50 years ago, Irwin Allen's galactic reimagining of Swiss Family Robinson, Lost in Space, ended its run on CBS after three seasons. What had been a straight-up sci-fi drama devolved into campy escapism almost overnight in the first season. You'll find none of that in the new version served up by the writers of "Dracula Untold".
Lost in Space has been reimagined for a new audience and began streaming on Netflix on Friday. A lot has changed from the original 1965-8 series to now. To wit:
Judy Robinson, the eldest daughter, is African-American. This is explained, per research sources, as the result of mother Maureen's first marriage. Meaning that current husband John, an ex-Marine, is Maureen's second husband.
Don West, an Army major in the original series, is a smuggler here. Don't ask.

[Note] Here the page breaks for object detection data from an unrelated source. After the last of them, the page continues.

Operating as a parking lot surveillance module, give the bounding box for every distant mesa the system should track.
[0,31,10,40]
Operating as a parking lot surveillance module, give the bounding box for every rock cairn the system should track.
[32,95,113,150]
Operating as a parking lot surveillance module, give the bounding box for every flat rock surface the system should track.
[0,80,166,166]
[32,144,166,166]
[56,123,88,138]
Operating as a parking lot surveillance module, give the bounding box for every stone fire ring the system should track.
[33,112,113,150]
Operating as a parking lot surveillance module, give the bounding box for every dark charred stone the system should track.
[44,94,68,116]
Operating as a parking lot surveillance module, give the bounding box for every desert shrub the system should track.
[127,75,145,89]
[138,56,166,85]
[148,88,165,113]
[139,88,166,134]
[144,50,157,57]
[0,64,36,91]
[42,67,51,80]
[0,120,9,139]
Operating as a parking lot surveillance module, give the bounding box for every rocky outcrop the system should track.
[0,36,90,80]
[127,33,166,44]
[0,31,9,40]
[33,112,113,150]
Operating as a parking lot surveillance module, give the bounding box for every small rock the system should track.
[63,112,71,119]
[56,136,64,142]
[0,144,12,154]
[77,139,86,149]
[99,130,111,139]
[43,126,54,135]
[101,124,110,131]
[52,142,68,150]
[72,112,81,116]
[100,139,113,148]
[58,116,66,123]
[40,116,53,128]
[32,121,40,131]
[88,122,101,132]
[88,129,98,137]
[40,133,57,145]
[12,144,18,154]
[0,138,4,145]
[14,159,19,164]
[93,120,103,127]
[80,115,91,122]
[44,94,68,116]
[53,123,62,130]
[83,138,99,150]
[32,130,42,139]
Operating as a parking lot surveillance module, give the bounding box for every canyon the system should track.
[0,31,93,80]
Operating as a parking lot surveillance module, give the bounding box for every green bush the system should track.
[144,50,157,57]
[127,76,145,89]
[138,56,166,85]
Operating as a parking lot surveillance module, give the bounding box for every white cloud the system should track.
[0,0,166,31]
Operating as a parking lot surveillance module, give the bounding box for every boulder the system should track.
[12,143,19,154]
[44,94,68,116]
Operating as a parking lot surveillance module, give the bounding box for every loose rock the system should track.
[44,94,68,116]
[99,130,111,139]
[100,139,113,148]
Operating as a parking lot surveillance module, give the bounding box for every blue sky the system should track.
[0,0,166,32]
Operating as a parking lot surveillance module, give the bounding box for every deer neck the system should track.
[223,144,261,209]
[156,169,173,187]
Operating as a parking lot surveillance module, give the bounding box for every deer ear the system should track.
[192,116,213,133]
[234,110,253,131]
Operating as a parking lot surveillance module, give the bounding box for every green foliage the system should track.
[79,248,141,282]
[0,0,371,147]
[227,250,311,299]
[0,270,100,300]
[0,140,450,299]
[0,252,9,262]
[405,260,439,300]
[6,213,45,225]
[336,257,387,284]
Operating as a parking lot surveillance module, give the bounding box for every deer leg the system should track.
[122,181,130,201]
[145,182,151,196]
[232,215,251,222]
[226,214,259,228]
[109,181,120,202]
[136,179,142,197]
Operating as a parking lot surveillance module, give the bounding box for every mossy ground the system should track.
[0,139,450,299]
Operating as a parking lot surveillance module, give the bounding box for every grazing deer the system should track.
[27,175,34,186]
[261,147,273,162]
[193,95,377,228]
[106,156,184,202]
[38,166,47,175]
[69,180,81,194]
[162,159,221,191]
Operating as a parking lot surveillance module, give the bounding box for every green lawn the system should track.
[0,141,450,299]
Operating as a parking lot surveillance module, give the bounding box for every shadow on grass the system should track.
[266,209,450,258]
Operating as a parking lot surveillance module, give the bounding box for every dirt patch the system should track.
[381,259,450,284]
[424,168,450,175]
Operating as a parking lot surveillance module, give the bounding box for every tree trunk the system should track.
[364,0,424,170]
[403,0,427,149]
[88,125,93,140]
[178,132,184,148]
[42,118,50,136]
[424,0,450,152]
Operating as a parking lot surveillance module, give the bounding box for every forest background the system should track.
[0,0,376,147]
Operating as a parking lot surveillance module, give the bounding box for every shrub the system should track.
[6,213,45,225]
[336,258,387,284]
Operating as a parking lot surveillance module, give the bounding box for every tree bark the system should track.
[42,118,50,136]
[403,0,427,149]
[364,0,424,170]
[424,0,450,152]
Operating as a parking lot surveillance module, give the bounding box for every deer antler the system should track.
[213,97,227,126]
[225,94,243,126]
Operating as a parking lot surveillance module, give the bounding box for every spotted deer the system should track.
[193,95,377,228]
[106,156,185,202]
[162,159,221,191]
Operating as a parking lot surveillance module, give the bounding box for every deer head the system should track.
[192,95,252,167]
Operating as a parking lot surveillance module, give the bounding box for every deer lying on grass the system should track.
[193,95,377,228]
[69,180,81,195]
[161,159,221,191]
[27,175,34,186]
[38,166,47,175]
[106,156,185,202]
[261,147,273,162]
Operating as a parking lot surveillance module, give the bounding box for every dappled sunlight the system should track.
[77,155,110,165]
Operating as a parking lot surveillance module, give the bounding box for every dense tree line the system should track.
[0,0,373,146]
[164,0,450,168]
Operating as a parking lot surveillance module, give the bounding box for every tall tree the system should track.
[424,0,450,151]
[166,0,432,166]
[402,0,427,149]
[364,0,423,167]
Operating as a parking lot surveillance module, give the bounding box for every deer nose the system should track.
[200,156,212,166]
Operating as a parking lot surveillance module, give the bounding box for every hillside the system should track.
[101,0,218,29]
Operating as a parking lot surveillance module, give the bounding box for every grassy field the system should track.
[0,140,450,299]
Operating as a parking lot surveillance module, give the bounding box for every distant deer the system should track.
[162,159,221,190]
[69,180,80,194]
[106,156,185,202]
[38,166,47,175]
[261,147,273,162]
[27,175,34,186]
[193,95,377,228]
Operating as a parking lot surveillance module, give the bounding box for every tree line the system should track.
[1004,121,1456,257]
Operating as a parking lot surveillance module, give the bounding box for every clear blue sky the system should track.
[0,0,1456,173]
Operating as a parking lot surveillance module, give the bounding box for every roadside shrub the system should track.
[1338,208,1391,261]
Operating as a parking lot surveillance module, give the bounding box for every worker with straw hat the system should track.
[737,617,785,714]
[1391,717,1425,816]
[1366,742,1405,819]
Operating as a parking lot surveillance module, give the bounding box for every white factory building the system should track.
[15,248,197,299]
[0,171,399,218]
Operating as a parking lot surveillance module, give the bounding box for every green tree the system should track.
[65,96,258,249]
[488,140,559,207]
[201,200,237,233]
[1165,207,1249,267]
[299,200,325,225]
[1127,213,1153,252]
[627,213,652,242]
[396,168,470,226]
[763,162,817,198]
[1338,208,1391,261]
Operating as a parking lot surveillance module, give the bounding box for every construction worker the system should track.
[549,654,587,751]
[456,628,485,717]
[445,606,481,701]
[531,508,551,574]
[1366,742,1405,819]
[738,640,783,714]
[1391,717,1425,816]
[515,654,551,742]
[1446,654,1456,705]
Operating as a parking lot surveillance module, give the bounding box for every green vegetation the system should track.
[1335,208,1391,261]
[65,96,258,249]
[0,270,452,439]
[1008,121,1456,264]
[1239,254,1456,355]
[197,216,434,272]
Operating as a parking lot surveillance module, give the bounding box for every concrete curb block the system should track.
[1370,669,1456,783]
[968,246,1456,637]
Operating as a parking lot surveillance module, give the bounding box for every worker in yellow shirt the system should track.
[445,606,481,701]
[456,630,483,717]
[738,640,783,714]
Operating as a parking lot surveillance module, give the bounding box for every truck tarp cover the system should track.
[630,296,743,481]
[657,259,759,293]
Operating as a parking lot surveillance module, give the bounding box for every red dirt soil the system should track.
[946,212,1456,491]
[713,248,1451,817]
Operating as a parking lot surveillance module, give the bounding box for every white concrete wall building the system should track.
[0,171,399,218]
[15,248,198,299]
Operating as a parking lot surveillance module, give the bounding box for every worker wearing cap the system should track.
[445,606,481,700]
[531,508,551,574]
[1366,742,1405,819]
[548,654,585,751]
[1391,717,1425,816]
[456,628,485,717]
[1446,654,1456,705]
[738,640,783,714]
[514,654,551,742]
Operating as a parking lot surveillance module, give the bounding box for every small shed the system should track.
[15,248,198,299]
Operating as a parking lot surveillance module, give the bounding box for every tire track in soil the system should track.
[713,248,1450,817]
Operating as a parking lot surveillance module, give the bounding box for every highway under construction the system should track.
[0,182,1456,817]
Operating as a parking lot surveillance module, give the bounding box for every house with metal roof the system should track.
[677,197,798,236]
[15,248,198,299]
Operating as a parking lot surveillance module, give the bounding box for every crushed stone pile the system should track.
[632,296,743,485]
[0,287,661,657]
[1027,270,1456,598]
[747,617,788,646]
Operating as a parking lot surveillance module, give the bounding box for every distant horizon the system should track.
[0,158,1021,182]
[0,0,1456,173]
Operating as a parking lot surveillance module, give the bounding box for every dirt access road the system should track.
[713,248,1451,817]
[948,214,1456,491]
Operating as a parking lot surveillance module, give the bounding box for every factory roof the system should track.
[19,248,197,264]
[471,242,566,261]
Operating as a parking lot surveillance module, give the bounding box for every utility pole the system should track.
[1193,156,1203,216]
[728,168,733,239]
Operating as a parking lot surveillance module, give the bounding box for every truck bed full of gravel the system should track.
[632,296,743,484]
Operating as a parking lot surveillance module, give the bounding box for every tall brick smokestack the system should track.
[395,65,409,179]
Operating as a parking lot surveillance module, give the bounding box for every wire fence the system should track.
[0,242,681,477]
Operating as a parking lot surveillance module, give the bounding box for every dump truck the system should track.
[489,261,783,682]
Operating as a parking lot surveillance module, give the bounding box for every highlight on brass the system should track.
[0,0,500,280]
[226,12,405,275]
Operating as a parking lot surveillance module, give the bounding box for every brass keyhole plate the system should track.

Remember what I said about Dr. Smith being a woman (Parker Posey) this time around? That's really a McGuffin. She's actually a sociopathic thief whose specialty seems to be identity theft. She steals a jacket belonging to a man named Smith, and adopts the guise of Dr. Smith. Her real name, to be revealed as the story goes along, is a homage to two of the original cast. Likewise, another character is similarly christened. A Dr. Zachary Smith does exist on this show, but that's later on down the road.
The Robot isn't the same Robby the Robot knock-off you remember. Instead, it's more of a scary-creepy typical sci-fi 'bot who rarely speaks. As of now.
While the opening theme is new, the producers made sure to use the season 3 score from the original for the closing, although due to time constraints for binge-watchers, only a snippet of the peppy score composed by future Oscar winner John Williams plays as yet another homage to the past.
I realize some critics are having cows over this new version, coming as it does 20 years after the last attempt at a revival, albeit in the form of a feature film that featured Matt LeBlanc (Friends), among others. Since audiences only saw LeBlanc back then as the dimwitted Joey, they may have feared the worst, and bypassed the film, for all we know.
Let's take a look at a trailer.
The robot's design has a familiar look to it, but I seem to recall seeing it in a cartoon someplace. Can't place it right at the moment.
There's room for this series to improve. As the original reflected society and news of its period, so too does this reflect society as we know it today, with the Robinsons as more of a dysfunctional family. As if we needed another one of those.